Sa voix s’infiltrait dans tout mon être :

— Azalée-Rouge naîtra en un autre temps, en un autre lieu, j’en suis sûr, a-t-il murmuré. J’aime Azalée-Rouge. Et toi ?

» Les opéras émanent des désirs inassouvis de Jiang-Ching. C’est par ce même désir que les tragédies anciennes font frémir les âmes, et les civilisations qui suivent. C’est de ce même désir qu’a jailli la flamme de la Grande Révolution culturelle.

Il s’est interrompu, a regardé autour de lui et a repris :

— Je ne vois guère d’amoureux sous les buissons ni de masturbateurs, ce soir ; dommage. Le vent chante si joliment dans les feuilles d’érable que cela mériterait beaucoup d’auditeurs. Imagine les collines vertes et les pivoines roses de mon jardin à Pékin. Imagine-nous assis dans la vallée entre les seins de la mère nature. Ferme les yeux, respire le parfum des fleurs. Garde-le toute ta vie. Ouvre le chemin caché de ton esprit, sois en parfaite communion avec lui. Dis-moi comment le vent souffle sur les nuages.

Je me suis laissée dériver dans sa chaleur :

— Tes mains sont le vent. Dans tes mains, mon corps se fait nuage.

— Je suis ardent, et ma passion a la force de la mort.

» J’ai toujours aimé regarder la fumée s’échapper en volutes de la cheminée du crématorium de la Vue-du-Dragon. Je ne crains pas la mort. Je n’ai jamais fait confiance aux livres d’histoire chinois parce qu’ils ont été écrits par des hommes incapables de désirs. Des gens payés par les générations d’empereurs. Des eunuques dont on avait castré les désirs.

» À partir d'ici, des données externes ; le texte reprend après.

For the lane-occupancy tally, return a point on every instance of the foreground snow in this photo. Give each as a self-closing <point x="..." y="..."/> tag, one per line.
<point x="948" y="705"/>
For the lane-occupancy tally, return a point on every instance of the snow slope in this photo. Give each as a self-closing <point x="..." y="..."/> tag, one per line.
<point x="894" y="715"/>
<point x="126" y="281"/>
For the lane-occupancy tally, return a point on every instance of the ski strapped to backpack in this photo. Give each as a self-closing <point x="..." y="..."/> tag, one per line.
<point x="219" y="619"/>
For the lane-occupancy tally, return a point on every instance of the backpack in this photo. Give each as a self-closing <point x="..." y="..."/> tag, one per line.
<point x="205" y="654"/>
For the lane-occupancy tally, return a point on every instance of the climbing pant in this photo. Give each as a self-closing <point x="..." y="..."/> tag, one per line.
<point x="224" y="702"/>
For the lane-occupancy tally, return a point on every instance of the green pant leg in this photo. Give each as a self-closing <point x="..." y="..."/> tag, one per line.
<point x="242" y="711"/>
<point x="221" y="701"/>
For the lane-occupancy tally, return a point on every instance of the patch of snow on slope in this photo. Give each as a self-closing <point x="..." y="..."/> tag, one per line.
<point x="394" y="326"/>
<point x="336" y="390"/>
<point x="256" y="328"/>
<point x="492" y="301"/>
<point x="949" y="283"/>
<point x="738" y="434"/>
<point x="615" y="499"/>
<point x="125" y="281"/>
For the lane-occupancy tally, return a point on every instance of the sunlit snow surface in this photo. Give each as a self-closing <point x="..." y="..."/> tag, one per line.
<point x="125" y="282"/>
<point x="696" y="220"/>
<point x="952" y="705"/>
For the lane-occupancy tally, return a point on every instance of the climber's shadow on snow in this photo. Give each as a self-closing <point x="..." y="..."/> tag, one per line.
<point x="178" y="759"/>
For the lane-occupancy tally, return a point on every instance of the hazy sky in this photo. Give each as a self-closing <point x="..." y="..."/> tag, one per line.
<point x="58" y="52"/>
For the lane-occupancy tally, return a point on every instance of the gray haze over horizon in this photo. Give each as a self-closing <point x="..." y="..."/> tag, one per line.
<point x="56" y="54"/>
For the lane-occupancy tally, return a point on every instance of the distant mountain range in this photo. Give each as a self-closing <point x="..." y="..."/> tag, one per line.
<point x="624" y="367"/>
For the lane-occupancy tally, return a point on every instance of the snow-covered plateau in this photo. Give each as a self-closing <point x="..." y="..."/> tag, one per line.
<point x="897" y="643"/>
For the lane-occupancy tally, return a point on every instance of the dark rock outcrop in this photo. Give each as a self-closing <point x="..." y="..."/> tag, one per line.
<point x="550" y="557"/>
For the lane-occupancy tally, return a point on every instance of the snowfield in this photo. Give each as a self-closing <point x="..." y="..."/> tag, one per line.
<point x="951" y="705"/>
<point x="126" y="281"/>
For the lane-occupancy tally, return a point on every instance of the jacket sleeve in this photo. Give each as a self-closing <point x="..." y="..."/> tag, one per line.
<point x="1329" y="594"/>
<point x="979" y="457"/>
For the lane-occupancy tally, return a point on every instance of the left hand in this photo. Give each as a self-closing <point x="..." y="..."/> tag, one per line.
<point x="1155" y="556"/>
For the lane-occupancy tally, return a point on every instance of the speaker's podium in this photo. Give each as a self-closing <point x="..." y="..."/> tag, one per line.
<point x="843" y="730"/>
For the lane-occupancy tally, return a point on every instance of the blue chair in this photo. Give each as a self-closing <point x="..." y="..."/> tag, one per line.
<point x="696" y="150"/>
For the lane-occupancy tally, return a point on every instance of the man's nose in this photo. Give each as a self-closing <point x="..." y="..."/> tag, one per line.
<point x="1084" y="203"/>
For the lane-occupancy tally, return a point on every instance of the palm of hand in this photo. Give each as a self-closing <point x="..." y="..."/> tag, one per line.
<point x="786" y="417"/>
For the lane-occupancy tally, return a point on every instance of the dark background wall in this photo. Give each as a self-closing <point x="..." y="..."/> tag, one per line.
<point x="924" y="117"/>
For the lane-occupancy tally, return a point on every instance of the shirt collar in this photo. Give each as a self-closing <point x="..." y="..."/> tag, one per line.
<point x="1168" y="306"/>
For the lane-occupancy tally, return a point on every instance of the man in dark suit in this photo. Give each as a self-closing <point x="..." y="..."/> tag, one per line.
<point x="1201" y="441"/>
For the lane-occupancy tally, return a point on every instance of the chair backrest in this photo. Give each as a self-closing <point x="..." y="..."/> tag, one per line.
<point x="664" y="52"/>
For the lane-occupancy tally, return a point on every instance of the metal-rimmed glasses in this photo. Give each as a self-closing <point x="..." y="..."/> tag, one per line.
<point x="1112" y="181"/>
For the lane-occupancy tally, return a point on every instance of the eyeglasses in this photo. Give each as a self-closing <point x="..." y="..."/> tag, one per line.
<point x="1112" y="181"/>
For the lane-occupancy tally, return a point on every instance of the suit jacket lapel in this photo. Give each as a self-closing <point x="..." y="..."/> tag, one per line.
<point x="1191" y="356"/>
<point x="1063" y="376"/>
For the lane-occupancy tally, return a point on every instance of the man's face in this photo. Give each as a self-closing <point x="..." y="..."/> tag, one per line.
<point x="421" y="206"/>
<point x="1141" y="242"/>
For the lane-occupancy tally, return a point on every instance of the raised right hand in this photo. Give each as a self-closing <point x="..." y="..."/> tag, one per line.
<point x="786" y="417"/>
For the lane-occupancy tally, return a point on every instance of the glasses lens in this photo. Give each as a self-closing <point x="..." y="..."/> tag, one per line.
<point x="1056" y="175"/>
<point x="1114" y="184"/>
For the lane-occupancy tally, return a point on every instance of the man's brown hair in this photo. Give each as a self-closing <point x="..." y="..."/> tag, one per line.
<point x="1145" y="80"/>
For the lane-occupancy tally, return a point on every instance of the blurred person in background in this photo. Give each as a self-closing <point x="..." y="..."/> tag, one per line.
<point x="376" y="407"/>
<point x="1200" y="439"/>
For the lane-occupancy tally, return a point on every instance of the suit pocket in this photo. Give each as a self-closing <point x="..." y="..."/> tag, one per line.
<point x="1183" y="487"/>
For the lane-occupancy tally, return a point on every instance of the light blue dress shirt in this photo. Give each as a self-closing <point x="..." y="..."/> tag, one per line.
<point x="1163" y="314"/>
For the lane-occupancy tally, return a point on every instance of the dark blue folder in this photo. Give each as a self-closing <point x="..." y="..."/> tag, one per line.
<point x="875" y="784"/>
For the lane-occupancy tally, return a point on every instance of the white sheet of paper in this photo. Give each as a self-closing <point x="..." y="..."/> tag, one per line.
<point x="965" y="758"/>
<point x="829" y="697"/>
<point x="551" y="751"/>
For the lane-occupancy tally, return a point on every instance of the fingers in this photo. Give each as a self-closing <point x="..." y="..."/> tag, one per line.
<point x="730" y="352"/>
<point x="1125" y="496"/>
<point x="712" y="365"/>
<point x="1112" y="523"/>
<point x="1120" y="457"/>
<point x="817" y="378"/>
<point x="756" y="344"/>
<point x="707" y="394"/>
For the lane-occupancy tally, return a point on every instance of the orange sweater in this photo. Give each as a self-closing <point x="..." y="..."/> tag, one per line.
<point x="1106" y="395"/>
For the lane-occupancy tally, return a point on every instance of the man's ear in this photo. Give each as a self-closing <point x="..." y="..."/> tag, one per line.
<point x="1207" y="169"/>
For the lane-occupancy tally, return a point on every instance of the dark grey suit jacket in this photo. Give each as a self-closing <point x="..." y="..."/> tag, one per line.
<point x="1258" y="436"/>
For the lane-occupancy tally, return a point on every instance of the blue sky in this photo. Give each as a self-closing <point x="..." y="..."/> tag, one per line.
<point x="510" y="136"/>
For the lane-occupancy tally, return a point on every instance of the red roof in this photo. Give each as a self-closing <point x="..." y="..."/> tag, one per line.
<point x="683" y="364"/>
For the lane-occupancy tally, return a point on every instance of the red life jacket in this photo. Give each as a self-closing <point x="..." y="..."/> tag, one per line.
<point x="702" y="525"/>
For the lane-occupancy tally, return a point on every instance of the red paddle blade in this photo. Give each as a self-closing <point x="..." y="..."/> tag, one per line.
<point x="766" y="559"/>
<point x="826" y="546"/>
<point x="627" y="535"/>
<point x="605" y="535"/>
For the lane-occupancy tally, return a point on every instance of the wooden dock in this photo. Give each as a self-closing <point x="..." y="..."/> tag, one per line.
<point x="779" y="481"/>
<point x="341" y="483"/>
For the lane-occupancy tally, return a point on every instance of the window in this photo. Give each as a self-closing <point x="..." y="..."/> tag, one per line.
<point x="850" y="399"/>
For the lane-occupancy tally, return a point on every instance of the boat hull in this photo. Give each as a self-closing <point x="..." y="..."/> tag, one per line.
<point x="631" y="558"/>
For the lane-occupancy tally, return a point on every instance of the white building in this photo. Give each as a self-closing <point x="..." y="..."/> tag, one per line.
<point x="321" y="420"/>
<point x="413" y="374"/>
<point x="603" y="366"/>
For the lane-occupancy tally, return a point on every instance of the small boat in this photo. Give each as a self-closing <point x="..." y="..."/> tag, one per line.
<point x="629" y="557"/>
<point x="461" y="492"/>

» Je veux que tu vives. Que tu vives ma vie. Tu connais mon désir secret. Garde-le, nourris-le pour moi.

Toute frissonnante, j’ai dit en sanglotant :

— C’est promis.

— Serrons-nous fort. Ne parlons pas.

Nous nous sommes étreints. Je sentais la présence de Yan – nous quittions l’obscurité.